Sorry to be writing so much about the writing process, but it’s really all I’m thinking about lately that’s interesting to me. The problem with politics is that it’s really the same old people doing the same old crap while you hope they’d be better. I mean, the TNDP is rushing to Lincoln Davis’s defense because he didn’t want to fill out a provisional ballot but instead wanted to complain about the insult of being treated like a black person.
If I ran the TNDP, the second somebody was like “Don’t you know who I am?” and expected special treatment because of it and, when he didn’t get it, complained that he now knew how people who fucking died in this state for voting, I’d be like “Fight your own battles, jackass.” But that’s probably why I’d not running the TNDP.
And I was going to say something about how organized the people at my polling place were–the voters. They all had their IDs ready. They all had a plan for how they were going to vote. And then I realized, yeah, they’ve been through this before. Those little old ladies are ten, fifteen years older than my dad and my dad graduated from high school in ’63. A little voter suppression tactic like a photo ID is nothing to them. I’m always amazed at the difference between voting in Bordeaux and voting in Sylvan Park. In Sylvan Park, I had little old ladies ask me who they should vote for at the polling place. Here, little old ladies come in with a plan.
The Democratic party would do well to learn from the obvious information infrastructure in the black community and replicate it, but whatever.
I think the draft is winding down. There’s only so much left in my outline–Sue gets shot, Lee dies, John leaves–and I just write “Sue gets shot.” I know I’ve gushed about the gun guys before, but man, having that conversation with them has really helped this part of the book.
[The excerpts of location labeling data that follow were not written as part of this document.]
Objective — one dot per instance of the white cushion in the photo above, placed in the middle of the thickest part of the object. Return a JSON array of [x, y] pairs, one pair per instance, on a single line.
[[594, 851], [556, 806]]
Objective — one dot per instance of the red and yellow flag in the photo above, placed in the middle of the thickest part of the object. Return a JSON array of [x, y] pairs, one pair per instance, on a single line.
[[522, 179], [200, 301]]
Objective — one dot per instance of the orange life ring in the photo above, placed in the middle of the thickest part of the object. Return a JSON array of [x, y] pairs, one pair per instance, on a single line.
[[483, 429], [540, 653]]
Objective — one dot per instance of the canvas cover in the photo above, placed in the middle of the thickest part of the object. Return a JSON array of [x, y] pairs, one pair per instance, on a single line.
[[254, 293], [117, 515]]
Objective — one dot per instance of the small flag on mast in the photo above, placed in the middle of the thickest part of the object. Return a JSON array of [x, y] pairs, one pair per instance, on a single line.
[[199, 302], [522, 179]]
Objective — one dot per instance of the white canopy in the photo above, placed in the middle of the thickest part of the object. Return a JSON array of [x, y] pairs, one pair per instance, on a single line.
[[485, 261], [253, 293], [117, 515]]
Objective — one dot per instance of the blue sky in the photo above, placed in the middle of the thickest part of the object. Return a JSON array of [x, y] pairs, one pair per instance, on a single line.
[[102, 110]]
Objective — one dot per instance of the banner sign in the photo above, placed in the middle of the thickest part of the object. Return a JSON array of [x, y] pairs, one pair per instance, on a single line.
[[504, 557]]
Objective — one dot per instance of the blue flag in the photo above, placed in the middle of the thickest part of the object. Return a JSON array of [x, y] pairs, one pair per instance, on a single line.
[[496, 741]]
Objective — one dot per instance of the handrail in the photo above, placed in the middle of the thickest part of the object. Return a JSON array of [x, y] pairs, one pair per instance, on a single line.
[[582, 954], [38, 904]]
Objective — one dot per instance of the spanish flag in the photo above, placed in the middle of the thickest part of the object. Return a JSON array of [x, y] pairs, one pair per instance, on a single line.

I didn’t need what I thought I’d need, but I ended up needing something they just mentioned in passing, about how your scope, when level, aims straight, but your bullet, when your rifle is level, doesn’t go straight. It has a curve to it. So you have to set your site–like zeroing out your measuring cups–to adjust for the curve of the bullet (and the curve may change, too, depending on wind and stuff, but I didn’t want to get too in over my head).
It’s hard for me to explain just how beautiful I think that is–a straight line meeting a curved line, and the ability to figure out where that intersection will be. I mean, I sucked at physics, but this is it, right? This is the beauty of physics–that you can know that something that looks straight–the path of a bullet–isn’t really. You can plot the curve and then still get your tools to do what you want them to do.
John thinks that it reveals some secret of the universe. Which I like. It’s a nice contrast to his dad thinking that the secrets of the universe all involve commanding dead people to do things. I also like that he takes meticulous notes about his gun, well, about how it fires, whether his aim is off, etc. And some of those notes are incomprehensible later, because he wrote them while out of his mind on meth, but he takes the fact that he still writes them as evidence that he has self-discipline.
And I wrote a brief history of the Black Spiritualist church in Nashville, which I really enjoyed. This first draft may suck on a lot of levels, but it’s full of all of the nerdy goodness I know about Spiritualism in Nashville.